Programa Água Doce será retomado no semi-árido baiano

16/09/2007

O núcleo estadual do Programa Água Doce, da Secretaria de Recursos Hídricos do Ministério do Meio Ambiente, está sendo formado pela primeira vez na Bahia para reativar o programa no Estado e definir as ações que o grupo executivo, que já está sendo reestruturado na atual gestão do governo estadual, irá realizar. Quem vai assumir a coordenação estadual é a engenheira florestal Anapaula Souza Dias, coordenadora técnica da Divisão de Desenvolvimento Sustentável da Superintendência de Recursos Hídricos (SRH).


“O objetivo do programa é levar água potável às dez comunidades mais carentes do semi-árido baiano que não têm acesso a nenhuma água de boa qualidade, além de tirar a população da dependência dos carros-pipa”, explicou o diretor de ação regional da SRH, Leib Carteado, acrescentando que como exigência do MMA, o gestor do programa em cada estado passa a ser o órgão de recursos hídricos, que na Bahia é a SRH.
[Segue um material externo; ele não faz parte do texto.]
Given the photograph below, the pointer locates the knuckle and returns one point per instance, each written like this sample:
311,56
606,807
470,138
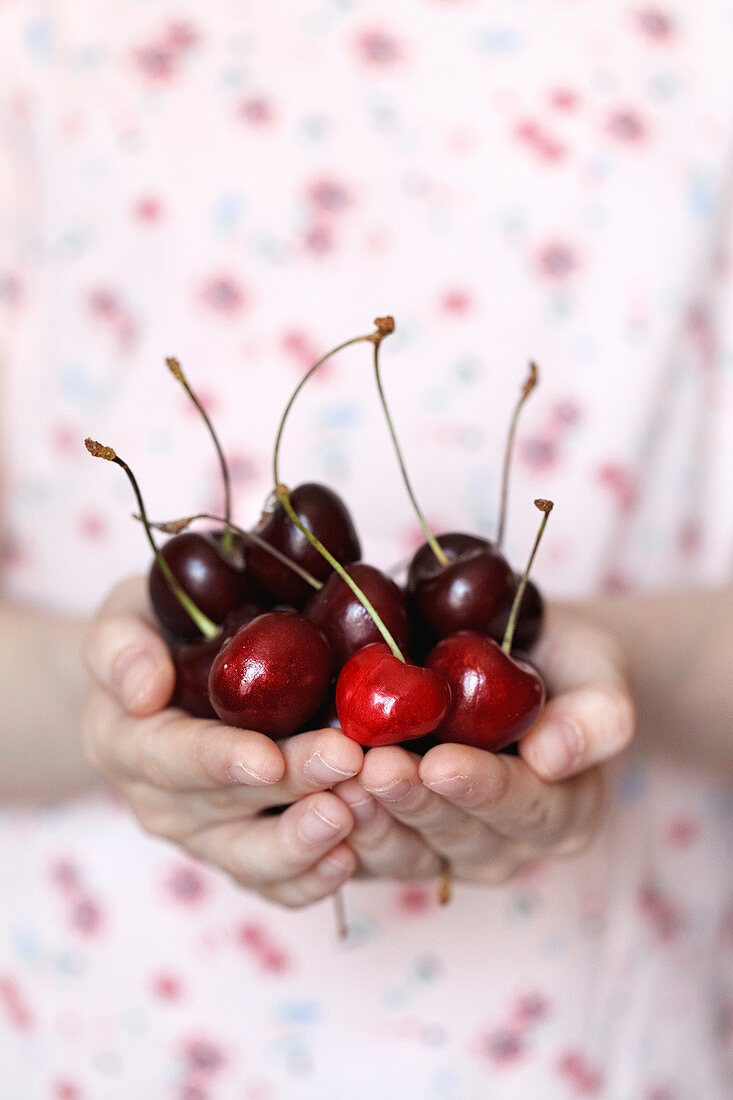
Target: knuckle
621,715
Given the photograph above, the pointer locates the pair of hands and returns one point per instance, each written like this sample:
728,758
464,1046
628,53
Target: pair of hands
384,814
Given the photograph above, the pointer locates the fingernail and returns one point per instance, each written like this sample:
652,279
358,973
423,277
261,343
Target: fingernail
315,828
393,792
452,787
320,771
133,677
332,869
558,748
240,773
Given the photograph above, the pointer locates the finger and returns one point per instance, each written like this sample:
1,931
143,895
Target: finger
592,716
393,777
506,795
323,881
262,850
385,847
126,653
175,752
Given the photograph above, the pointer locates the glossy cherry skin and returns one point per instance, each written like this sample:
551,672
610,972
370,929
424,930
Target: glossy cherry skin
272,675
193,663
345,620
325,514
494,697
382,701
473,592
215,583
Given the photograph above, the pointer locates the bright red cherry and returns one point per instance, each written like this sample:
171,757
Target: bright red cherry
345,620
324,513
494,697
382,701
272,675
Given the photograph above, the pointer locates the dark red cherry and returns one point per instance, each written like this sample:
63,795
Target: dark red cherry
345,620
193,663
272,675
382,701
325,514
214,582
494,697
473,592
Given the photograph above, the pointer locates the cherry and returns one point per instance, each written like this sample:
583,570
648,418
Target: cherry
193,663
325,514
381,700
494,697
212,581
272,675
345,620
472,592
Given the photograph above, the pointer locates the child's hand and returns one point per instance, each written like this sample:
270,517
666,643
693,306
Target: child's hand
204,784
490,814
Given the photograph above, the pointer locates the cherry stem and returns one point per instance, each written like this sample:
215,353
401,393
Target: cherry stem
446,884
384,326
176,371
284,498
546,507
175,526
208,628
435,546
529,384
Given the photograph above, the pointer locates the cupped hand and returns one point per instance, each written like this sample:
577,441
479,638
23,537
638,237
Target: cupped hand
206,785
491,814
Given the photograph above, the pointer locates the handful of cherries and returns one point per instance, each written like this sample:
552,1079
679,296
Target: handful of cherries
283,628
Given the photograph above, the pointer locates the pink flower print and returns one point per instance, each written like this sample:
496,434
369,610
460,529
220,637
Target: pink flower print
106,307
663,916
329,196
620,483
626,125
166,987
318,239
223,295
256,110
159,61
456,303
203,1054
148,209
187,884
93,527
564,99
529,1009
656,23
503,1047
584,1078
86,915
265,952
13,1004
378,48
557,261
544,144
415,901
66,1090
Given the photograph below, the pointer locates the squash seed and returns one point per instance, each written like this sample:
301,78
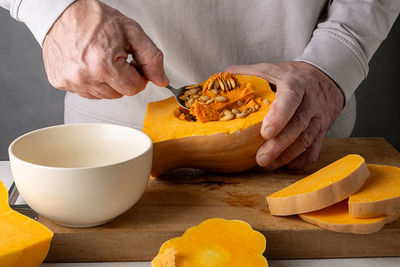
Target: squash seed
191,86
227,112
204,98
216,85
242,115
190,117
227,117
248,110
232,82
221,85
214,91
221,98
193,91
209,101
191,102
210,85
226,85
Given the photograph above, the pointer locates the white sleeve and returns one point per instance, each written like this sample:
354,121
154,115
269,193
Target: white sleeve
38,15
344,42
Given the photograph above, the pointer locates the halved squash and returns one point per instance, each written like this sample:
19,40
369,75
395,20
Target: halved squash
221,146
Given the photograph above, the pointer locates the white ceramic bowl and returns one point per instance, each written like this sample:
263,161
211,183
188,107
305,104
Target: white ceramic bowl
81,175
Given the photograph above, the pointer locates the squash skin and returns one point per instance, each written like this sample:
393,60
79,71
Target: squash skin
216,146
322,197
360,207
23,241
325,219
209,152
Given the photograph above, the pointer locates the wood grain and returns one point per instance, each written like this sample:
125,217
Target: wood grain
183,198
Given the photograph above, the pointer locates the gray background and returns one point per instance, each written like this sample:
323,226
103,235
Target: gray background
28,102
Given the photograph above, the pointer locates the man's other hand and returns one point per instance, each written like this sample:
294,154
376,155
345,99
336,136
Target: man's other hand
85,53
307,103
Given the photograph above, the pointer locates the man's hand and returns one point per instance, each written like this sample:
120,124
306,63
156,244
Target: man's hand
307,103
85,53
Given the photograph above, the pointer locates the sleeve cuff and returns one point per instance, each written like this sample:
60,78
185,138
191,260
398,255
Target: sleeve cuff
39,15
338,58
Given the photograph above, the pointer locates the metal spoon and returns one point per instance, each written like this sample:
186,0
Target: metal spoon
21,208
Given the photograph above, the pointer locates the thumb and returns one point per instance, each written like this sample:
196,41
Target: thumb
147,56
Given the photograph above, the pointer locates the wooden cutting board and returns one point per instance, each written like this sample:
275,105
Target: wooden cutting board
184,198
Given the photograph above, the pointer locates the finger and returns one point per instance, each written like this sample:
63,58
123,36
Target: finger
147,55
287,100
300,145
123,78
104,91
84,93
273,147
311,155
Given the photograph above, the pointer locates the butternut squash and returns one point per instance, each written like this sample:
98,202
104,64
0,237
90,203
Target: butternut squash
380,194
195,140
321,189
214,243
336,218
23,241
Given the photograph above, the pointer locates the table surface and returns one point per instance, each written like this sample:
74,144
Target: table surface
6,178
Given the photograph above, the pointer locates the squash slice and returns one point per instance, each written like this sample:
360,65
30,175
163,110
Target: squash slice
336,218
214,243
321,189
23,241
380,195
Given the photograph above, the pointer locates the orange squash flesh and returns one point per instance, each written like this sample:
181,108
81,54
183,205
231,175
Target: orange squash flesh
214,243
321,189
221,146
23,241
380,195
336,218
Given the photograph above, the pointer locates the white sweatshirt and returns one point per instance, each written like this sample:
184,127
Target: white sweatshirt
199,38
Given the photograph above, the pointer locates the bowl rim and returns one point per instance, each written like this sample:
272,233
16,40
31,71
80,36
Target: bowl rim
13,156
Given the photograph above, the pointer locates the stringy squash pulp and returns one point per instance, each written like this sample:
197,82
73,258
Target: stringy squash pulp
222,145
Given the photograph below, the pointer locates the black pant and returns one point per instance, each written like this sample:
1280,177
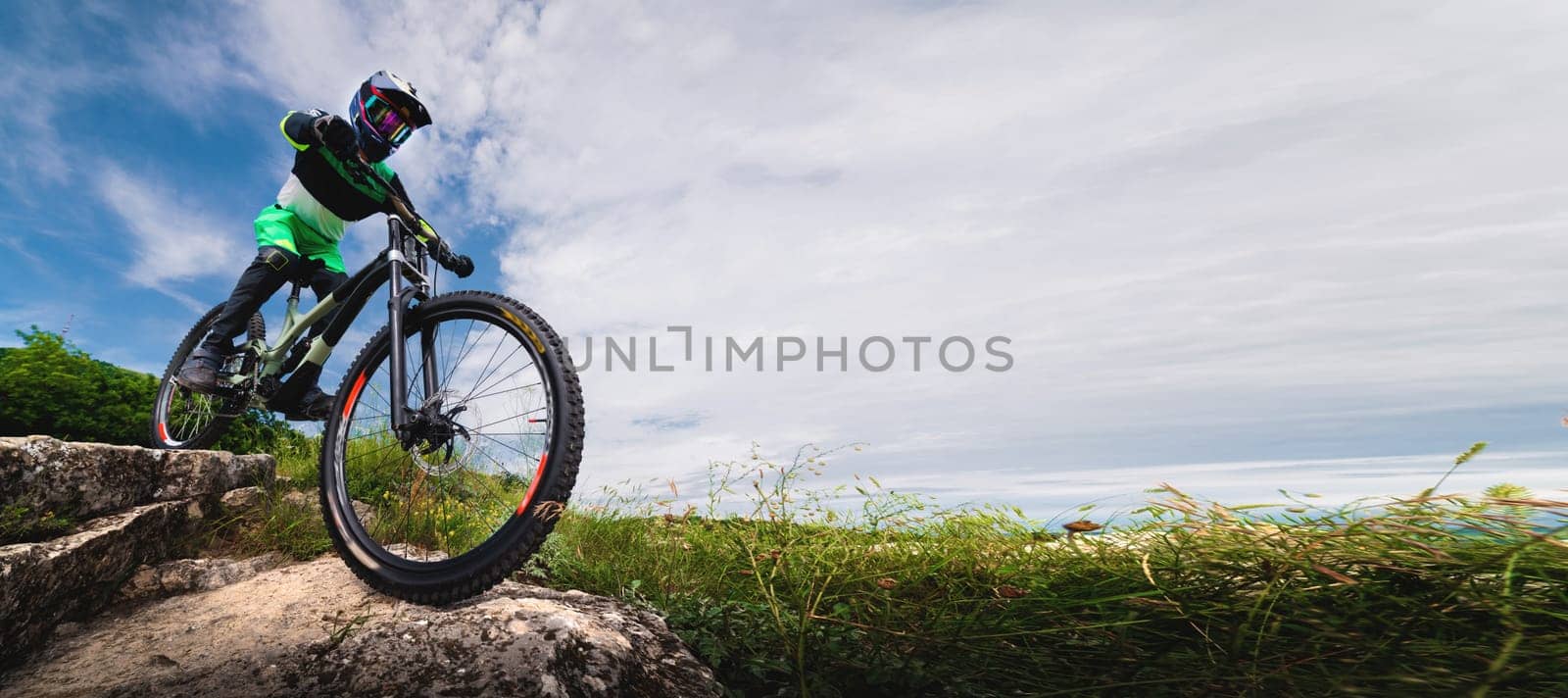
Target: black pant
269,272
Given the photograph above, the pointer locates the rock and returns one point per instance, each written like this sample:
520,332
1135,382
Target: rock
184,576
243,501
82,480
74,576
314,629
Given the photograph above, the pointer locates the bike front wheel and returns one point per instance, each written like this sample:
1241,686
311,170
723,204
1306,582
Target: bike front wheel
455,501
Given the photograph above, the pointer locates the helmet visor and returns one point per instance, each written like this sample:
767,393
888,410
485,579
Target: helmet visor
386,122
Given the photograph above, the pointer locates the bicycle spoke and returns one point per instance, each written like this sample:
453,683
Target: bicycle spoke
443,504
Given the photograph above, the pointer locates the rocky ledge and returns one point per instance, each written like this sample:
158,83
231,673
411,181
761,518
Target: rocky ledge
122,506
314,629
82,480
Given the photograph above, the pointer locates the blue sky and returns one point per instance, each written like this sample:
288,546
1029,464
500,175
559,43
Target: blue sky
1212,232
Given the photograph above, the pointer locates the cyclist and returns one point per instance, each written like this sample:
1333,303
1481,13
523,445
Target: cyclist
298,234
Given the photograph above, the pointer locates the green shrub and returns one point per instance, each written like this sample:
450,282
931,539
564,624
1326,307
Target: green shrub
49,386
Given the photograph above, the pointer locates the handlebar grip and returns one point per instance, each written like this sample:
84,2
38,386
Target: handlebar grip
459,264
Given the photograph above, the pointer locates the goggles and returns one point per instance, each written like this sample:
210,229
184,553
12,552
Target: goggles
386,120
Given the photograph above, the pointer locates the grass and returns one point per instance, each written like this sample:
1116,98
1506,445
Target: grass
792,588
23,524
1431,595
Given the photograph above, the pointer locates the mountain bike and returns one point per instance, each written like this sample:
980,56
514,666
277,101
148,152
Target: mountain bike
457,433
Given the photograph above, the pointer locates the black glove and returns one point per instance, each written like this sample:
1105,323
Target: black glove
336,133
462,266
459,264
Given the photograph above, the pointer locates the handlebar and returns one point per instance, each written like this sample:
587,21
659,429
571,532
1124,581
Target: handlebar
438,247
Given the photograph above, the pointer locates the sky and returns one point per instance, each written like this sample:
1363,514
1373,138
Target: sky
1231,245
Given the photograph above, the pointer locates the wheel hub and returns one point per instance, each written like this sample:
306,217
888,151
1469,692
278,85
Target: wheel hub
431,438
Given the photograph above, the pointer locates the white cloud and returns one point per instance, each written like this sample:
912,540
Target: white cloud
1186,219
172,240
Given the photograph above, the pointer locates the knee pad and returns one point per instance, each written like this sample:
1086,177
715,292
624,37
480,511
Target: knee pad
286,264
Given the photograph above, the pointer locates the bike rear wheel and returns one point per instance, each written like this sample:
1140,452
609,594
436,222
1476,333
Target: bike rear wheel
472,486
188,420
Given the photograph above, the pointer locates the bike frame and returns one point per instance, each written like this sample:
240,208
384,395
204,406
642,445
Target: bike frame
391,267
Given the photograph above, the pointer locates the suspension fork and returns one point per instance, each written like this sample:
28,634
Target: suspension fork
397,303
427,341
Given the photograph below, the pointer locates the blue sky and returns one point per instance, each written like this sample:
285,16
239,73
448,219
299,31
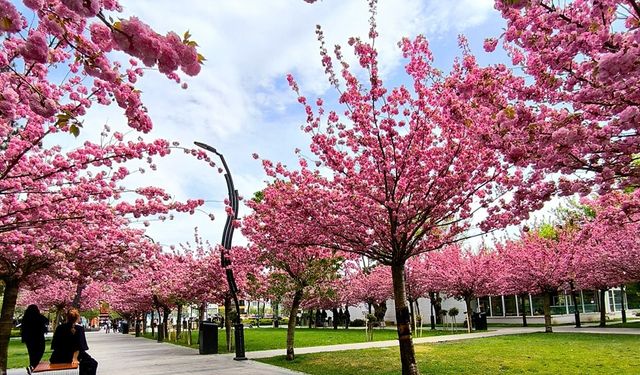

Na semana passada, representantes do Programa Água Doce do governo federal fizeram uma apresentação geral do programa. Participaram membros da Secretaria de Meio Ambiente e Recursos Hídricos (Semarh), Centro de Recursos Ambientais (CRA), Companhia de Engenharia Rural da Bahia (Cerb), Bahiapesca, Companhia de Desenvolvimento do Vale do São Francisco (Codevasf), Departamento Nacional de Obras contra a Seca (Dnocs), Cáritas, União dos Municípios da Bahia (UPB), núcleo de meio ambiente da Universidade Estadual da Bahia (Numa/Uneb), Comitê da Bacia Hidrográfica do São Francisco e Comitê da Bacia Hidrográfica do Salitre. Cada órgão indicou uma pessoa para compor o grupo executivo, que irá retomar os trabalhos.


Procedimentos


No encontro, ficou definida a recuperação de dez dessalinizadores (equipamento que transforma a água salina e salobra oriunda de poços profundos em água potável), que já estão instalados em regiões do semi-árido, além de serem implantadas duas unidades demonstrativas de um novo modelo de gestão em locais ainda a serem definidos no semi-árido.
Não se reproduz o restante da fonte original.